That’s not what I meant, Jane thought. But she rested her head on Pamela’s shoulder, and she let her strong, resilient English sister-in-law hold her, even though she felt no real comfort in her words.
Their carriage was waiting for them on North Carriage Drive between Marble Arch and Speakers’ Corner. It was nearly noon by the time Pamela, Jane, and the children approached from the sprawling green park. Jane was carrying Timmy piggyback, and Anne for once was the one to run ahead. She was drawn by the high-pitched ranting of a stout, red-faced, bald-headed man who stood on an upended crate behind a crude, hand-lettered sign that read, rome the home of beelzebub!
Timmy tried to slide down from her shoulders, but Jane held him. An old woman thrust a pamphlet at her: The Healing of Christian Science. Because she tried to decline politely, she was distracted from her effort to hold Timmy, and he succeeded in slipping out of her grasp. He ran after Anne toward the fiery antipapist. There were half a dozen orators, each declaiming to the broad gray weather: South Africa, Christian Science, the antipapist, Salvation Army, and a woman denouncing whiskey. Pamela said, “I’ll get them,” and she went after her children, leaving Jane momentarily alone.
It was then that a ragamuffin boy ran by her, then came back to stop in front of her. “Hello, ma’am. This is for you.” He held out a small piece of notepaper. She wasn’t going to take it, but the boy said, “The gentleman give it to me.” She took it and he ran off.
Jane was instinctively furtive, turning aside to open the note. It said, in his familiar hand, “Find a reason for staying in the park. Your Dan.”
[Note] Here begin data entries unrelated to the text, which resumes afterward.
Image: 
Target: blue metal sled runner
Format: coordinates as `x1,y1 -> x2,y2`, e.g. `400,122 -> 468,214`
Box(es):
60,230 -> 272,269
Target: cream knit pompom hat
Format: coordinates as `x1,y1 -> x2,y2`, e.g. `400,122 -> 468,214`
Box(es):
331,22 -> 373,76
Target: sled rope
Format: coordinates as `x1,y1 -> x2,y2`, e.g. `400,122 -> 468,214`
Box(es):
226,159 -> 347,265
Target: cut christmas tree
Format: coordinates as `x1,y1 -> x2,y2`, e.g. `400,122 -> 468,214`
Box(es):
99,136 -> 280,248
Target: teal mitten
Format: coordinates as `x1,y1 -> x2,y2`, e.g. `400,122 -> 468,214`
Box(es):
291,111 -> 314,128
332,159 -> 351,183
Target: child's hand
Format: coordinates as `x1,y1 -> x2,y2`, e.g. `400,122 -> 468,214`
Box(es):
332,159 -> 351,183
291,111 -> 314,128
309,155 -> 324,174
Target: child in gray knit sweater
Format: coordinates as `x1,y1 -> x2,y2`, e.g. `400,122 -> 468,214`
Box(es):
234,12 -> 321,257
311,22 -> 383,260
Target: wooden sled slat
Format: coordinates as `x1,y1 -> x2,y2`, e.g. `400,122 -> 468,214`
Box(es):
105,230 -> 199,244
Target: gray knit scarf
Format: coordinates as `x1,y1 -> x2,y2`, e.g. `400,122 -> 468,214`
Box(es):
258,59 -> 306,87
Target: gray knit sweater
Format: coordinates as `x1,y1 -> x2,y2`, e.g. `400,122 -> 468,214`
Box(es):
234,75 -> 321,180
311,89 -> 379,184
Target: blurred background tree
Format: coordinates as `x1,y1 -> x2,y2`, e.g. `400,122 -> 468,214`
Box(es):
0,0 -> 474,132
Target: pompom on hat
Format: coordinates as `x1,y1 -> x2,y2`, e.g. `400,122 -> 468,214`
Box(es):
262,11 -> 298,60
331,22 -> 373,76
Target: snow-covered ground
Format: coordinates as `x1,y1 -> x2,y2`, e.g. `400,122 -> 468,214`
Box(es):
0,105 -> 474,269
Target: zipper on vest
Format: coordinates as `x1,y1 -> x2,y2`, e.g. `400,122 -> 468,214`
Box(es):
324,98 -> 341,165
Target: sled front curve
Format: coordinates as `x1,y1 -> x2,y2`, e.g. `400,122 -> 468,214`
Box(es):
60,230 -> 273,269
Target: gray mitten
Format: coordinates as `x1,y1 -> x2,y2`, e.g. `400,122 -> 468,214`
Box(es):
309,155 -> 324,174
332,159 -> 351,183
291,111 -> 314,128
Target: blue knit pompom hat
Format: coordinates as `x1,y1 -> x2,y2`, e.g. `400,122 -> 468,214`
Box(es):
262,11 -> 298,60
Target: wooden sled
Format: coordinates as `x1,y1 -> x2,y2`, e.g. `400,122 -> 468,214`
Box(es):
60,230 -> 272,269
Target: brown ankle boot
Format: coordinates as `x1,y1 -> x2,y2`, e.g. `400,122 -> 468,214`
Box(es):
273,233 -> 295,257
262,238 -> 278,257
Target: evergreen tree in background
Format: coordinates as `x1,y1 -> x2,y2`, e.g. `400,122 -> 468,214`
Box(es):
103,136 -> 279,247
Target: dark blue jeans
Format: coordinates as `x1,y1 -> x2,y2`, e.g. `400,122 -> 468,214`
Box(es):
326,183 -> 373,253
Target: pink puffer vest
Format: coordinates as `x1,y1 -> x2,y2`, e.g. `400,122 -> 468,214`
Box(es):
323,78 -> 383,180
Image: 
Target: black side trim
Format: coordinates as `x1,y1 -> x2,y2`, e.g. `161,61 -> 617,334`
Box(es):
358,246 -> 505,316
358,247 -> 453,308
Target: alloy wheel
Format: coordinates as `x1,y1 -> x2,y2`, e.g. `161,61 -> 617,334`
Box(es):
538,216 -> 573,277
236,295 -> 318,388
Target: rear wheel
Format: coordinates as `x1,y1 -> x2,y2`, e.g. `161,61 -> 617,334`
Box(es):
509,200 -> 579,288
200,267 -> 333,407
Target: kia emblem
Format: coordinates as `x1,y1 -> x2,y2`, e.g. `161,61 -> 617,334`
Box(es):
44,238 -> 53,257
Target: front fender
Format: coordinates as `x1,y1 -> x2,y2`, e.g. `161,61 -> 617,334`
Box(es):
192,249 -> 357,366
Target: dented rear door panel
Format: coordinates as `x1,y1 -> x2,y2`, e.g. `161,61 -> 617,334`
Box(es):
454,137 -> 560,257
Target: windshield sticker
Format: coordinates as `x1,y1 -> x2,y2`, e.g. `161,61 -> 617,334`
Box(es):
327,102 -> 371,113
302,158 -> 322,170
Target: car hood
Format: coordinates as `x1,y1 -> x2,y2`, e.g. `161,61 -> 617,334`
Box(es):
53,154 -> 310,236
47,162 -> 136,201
Curry watched from a hundred yards away. He was dressed in a dark suit, tie, and a bowler hat, and he carried a mackintosh over his arm. His hair was cut short and, for the first time in five years, his face was clean-shaven. His unweathered skin was raw and pale. He had arrived at Southampton on the liner from Genoa the night before. His papers identified him as an insurance salesman from Cork who’d traveled to Switzerland for treatment of a mild consumption. He was on his way back to Ireland now. He had no justification, counterfeit or real, for having come to London.
Jane was stooping to kiss the children. She straightened and then, one guessed, began explaining herself a second time to the other woman. Curry admired the slim line of her figure. From that distance he couldn’t make out her face clearly, though he recognized the particular angle at which she held her head when she was being earnest. He remembered the slight tremble of her gestures when she was being unsure of herself, and he thought he saw that in her hands and arms now. She kept glancing around, looking for him, he knew.
At last the woman relented and, kissed Jane lightly on the cheek.
Curry began to draw closer.
With her children on either side of her, the woman backed away toward Carriage Drive. The children waved while the woman eyed Jane impassively. Then they mounted their carriage and a moment later they were gone.
Jane turned and looked for him.
He ran toward her. She saw him coming but didn’t move. As he drew nearer she still did not react, and he slowed his pace. It hadn’t occurred to him she wouldn’t feel as he did. Her eyes were fixed upon him, but she hadn’t so much as lifted a hand. He stopped, perhaps a dozen yards away. He was oblivious of the nearby orators, their few listeners, the lunchtime strollers. The wind had picked up and clouds had moved across the sky, throwing a blanket shadow over everything.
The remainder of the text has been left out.